Дом знаменитого генерала отыскать было нетрудно: о нем знал всякий прохожий. Княгиня Софья Петровна встретила его радушно, она была еще молода, лет тридцати, и красива. Единственно, что выдавало возраст, это плохое зрение, вынуждавшее ее все время прищуриваться. Болдин слышал, что княгиня получила воспитание в Смольнинском институте и до сих пор руководствовалась правилами, которое внушило это милое, но далекое от жизни заведение. Она была чрезмерно доверчивой и считала, что благородный человек никогда не унизится до лжи, чем сам князь, не обремененный образованием и благородным воспитанием, беззастенчиво пользовался.
Наслышанный о подобных странностях княгини, Болдин принялся красноречиво описывать жизнь генерала, с которым расстался несколько дней назад, но скоро заметил, что боевые подвиги мужа ее интересуют мало. Она более всего хотела знать подробности о его здоровье, четко ли выполняет он врачебные предписания, принимает ли снадобья в виде бараньего жира и пчелиного клея, который растворяют в крепком вине. Болдин с готовностью засвидетельствовал добропорядочную жизнь генерала, хотя о подобных снадобьях слышал впервые, впрочем, в одной из составляющих он был вполне уверен и уверенно подтвердил: принимает.

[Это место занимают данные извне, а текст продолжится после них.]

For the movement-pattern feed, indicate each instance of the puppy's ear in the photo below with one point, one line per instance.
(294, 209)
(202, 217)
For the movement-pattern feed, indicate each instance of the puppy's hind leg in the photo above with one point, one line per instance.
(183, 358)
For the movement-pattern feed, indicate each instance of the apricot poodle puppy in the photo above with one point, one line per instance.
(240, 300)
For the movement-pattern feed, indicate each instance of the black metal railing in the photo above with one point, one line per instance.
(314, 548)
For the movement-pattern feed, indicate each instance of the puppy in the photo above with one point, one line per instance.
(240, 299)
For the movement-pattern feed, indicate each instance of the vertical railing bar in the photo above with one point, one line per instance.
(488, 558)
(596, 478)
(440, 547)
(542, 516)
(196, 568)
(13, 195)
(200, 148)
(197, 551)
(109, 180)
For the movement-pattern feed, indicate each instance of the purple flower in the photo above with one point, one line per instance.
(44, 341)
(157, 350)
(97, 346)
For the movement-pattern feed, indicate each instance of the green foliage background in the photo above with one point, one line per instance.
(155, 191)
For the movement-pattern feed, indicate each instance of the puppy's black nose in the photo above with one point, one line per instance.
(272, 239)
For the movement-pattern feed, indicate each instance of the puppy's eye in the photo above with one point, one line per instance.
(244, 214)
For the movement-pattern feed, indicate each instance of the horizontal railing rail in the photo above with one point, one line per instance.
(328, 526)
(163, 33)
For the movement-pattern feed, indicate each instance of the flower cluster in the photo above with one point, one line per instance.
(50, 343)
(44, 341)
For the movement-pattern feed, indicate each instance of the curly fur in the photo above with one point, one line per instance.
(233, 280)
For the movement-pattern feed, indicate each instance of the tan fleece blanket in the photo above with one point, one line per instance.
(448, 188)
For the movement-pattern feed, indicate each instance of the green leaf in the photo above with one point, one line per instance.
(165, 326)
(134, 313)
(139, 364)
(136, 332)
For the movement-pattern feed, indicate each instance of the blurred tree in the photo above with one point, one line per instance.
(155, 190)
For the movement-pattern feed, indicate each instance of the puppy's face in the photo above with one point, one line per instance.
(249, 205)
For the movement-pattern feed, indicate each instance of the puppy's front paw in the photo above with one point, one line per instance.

Когда тема о генеральских недугах исчерпалась, Болдин попросил разрешения переговорить с девицей Антониной. Увидев настороженность княгини, поспешил пояснить, что это он сопровождал ее в поездке по горам, в ходе которой они подружились и стали близки... Впрочем, испугался, что будет неверно понят, и поспешно добавил: она теперь для меня belle amie[1] , потом поправился: вернее, ma soeur[2] . Княгиня сделала вид, что не заметила его внезапного смущения и милостиво согласилась при условии, что сама будет присутствовать при их разговоре, ибо, несмотря на приобретенное родство, правила приличия не позволяют оставить молодых людей наедине.
Появившаяся в гостиной Антонина оказалась до того неузнаваемой, что Павел потерял дар речи. На ней было светлое, расшитое цветами платье, стянутое широкой красной лентой, отчего вся фигура напоминала изящную рюмочку. Верхняя часть имела вырез в виде двух полукружий, что делало ее похожей на сердце. Она несла эту конструкцию с величием королевы, роль свиты при ней исполняла болонка, масть которой гармонировала с цветом платья, а ошейник – с цветом пояса. Павел с трудом выдавил из себя несколько диктуемых этикетом слов, но восхищения, мало соответствующего объявленной родственной связи, скрыть не мог, чем вызвал некоторую настороженность княгини. Антонина, наоборот, повела себя очень естественно и, взяв собачонку на руки, стала с интересом расспрашивать Павла о его ближайших планах. Узнав, что ему уже завтра надлежит выступить в поход, она оживилась и попросила передать письмо папеньке.